Musings —06.14.2011 09:34 AM—
I’m surprised, a bit, that The Walrus published online the entire piece I did for them. In any event, it allows me to share the link with you. Comments, as always, are welcome.
Davey and I and others had been attempting to convince Ignatieff that he desperately needed a winning ballot question. His late-summer promise to defeat the Harper government and force a general election had sent the party into a tailspin. Whatever popularity we had enjoyed was slipping away. Simultaneously, the government had been equivocating on ending Canada’s military presence in Afghanistan in 2011. Despite an all-party resolution favouring the conclusion of our combat role, it was clear that many among the hawkish Conservatives wanted us to stay.
Davey — the son of the legendary Grit rainmaker, Keith Davey, and a friend who had brought me to Ottawa to run the Liberal war room — thought an election fought on extending the war could end badly for the Conservatives. Even better, it would banish a few ghosts for the Liberals. Ignatieff had secured the leadership months earlier, and was still dogged by concerns from the party’s left wing. In his writing and media appearances, the former Harvard professor had been an enthusiastic proponent of the war in Iraq, unambiguously pro-American and, seemingly, an advocate of “coercive interrogation” with terror suspects. His position had put him at odds with others in the party. After nearly a decade in Afghanistan, some of us felt we had done our share, with too many Canadian lives lost. We thought it was time for other Western nations to step up. In the coming election, Liberals should be the ones favouring an end to the war. Let the Harper regime, with its bellicose military rhetoric and its willingness to give the generals whatever shiny new toy they desired, become the party that favoured war with no end.

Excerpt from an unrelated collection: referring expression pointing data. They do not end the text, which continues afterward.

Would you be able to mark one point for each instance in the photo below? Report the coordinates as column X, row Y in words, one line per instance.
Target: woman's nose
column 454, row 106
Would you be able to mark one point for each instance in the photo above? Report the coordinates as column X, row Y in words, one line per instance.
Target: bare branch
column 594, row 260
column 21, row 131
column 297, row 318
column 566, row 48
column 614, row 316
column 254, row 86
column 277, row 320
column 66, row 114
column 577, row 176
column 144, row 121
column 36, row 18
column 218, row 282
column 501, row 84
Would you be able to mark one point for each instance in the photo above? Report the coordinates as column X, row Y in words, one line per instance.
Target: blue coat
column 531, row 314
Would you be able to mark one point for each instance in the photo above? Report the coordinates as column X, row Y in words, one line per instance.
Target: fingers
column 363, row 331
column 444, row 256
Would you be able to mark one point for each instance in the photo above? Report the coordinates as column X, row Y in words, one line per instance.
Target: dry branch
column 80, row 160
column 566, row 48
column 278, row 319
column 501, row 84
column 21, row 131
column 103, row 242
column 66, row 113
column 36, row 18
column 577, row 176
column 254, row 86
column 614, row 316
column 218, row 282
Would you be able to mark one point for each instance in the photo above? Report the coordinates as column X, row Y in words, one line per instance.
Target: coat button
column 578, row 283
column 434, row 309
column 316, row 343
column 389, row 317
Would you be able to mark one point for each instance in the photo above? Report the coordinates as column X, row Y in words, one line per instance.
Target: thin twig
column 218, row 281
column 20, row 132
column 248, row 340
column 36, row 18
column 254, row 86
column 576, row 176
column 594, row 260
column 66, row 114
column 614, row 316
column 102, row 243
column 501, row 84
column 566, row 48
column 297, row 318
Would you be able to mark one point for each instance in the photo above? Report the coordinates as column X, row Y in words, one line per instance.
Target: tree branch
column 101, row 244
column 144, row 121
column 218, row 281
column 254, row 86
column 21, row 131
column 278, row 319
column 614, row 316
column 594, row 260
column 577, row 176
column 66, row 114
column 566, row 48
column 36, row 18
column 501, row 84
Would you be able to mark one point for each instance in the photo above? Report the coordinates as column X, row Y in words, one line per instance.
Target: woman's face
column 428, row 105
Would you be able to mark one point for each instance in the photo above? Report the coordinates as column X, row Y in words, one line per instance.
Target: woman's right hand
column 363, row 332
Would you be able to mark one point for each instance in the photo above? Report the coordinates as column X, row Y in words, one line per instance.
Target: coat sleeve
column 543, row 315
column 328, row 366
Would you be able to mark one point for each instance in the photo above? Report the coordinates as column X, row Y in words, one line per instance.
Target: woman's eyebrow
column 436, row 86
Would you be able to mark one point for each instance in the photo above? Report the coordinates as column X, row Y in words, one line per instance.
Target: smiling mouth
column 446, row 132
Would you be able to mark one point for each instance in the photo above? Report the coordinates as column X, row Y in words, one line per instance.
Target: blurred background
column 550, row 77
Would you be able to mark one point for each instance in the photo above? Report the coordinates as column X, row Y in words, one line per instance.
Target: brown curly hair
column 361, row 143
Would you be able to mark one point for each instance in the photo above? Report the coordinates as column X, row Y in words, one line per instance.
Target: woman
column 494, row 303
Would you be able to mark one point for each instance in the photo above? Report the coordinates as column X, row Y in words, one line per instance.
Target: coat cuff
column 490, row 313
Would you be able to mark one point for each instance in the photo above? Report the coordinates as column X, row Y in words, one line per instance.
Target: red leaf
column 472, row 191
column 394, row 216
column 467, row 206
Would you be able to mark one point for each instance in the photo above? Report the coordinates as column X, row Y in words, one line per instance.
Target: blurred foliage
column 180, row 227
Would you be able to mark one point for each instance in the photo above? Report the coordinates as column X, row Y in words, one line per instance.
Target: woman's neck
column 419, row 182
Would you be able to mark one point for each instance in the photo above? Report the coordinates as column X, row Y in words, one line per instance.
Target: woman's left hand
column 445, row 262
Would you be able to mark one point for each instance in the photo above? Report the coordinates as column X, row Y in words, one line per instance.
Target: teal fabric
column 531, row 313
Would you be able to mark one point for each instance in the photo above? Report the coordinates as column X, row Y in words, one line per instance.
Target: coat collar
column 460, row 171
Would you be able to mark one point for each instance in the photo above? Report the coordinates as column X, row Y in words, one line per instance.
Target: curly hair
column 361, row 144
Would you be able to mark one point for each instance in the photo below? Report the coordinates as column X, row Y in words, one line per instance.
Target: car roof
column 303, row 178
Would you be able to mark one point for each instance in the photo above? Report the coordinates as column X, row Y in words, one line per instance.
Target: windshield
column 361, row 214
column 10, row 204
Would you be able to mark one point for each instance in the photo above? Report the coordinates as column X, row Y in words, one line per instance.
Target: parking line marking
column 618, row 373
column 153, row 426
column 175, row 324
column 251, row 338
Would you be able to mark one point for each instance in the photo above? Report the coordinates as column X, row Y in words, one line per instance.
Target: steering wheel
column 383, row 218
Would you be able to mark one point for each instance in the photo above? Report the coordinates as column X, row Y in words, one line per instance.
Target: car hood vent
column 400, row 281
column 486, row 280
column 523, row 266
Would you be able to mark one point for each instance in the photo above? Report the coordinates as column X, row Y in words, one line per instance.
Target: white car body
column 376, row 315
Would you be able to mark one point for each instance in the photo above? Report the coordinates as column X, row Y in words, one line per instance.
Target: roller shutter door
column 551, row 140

“We can banish the pro-American, pro-torture, pro-Iraq war stuff in one move,” I had said to Davey and others in the Office of the Leader of the Opposition. “We’d pick up a ton of NDP and Bloc support. And Harper will be caught in the quagmire like John McCain was. It’s perfect.”
But Ignatieff wouldn’t do it. Not only would he not even discuss the notion, Davey said; he was angry that we had suggested it in the first place. When I asked Davey what he’d said to Ignatieff, he replied, “I told him we just wanted him to, you know, win the fucking election. That’s all.”